The recent spate of subfreezing weather isn’t all bad. Just ask blueberry farmers.
An unusually warm winter last year cut into the state’s fruit crops, including blueberries, the state’s largest.
But thus far this winter, subfreezing weather bodes well for fruit crops in Mississippi, according to Dr. Eric Thomas Staphne, an associate professor at the Mississippi State University Extension Service.
That’s because fruit needs a certain amount of “chilling hours,” when temperatures are between 32 and 45 degrees Fahrenheit, to support its dormancy stage before blooming and producing.
“We’ve probably accumulated enough for some of the lower chilling varieties,” Staphne said in an interview.
“We’re hoping that we’ll have some more of that cooling weather in the next month,” Staphne said.
Blueberries, for example, need 400 to 600 chilling hours, he said.
The average number of chilling hourse ranged from 400 to 600 hours around Hattiesburg, 600 to 800 in the Jackson area and 1,000 to 1,200 hours in northern Mississippi.

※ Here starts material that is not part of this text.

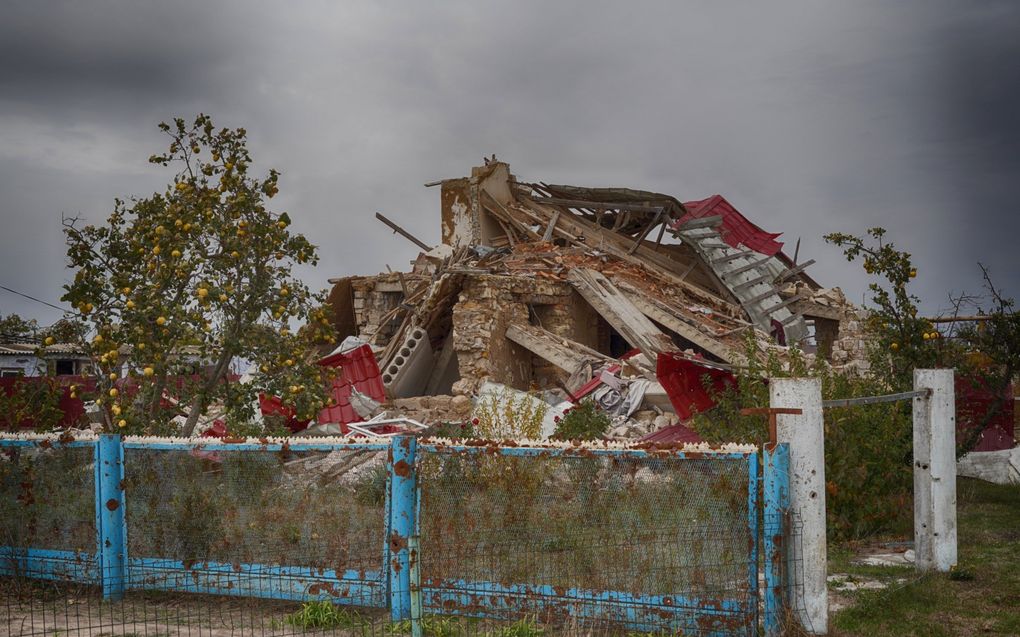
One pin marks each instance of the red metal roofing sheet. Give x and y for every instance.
(682, 381)
(358, 370)
(973, 403)
(735, 228)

Due to the lack of chilling hours – and heavy rains – last year, the blueberry crop is totaled about 3.6 million pounds, Staphne said, which he said was off 30 to 40 percent, compared with 2016. Less acreage contributed to that drop, he said.

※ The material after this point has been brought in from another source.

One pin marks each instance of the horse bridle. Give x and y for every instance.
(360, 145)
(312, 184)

The USDA’s National Agricultural Statistics Service (NASS) said that its survey of farmers shows that 7.4 million pounds were produced commercially in Mississippi in 2016, a figure that Staphne thinks is inflated.
In the past decade, the production ranged from a high of 10.5 million pounds in 2011 to 4 million pounds in 2008, according to the NASS.
Staphne said climate data show a warming trend over the past 30 to 40 years.
The consensus of the scientific community is that there has been a worldwide warming since the mid-20th century primarily because of human activity that produces greenhouse gases.
Staphne said, “Whether you believe it or not, it’s still warming,” adding that “I think it’s probably the height of fallacy to think that we couldn’t affect any environment in which we live . . . and that includes the climate.”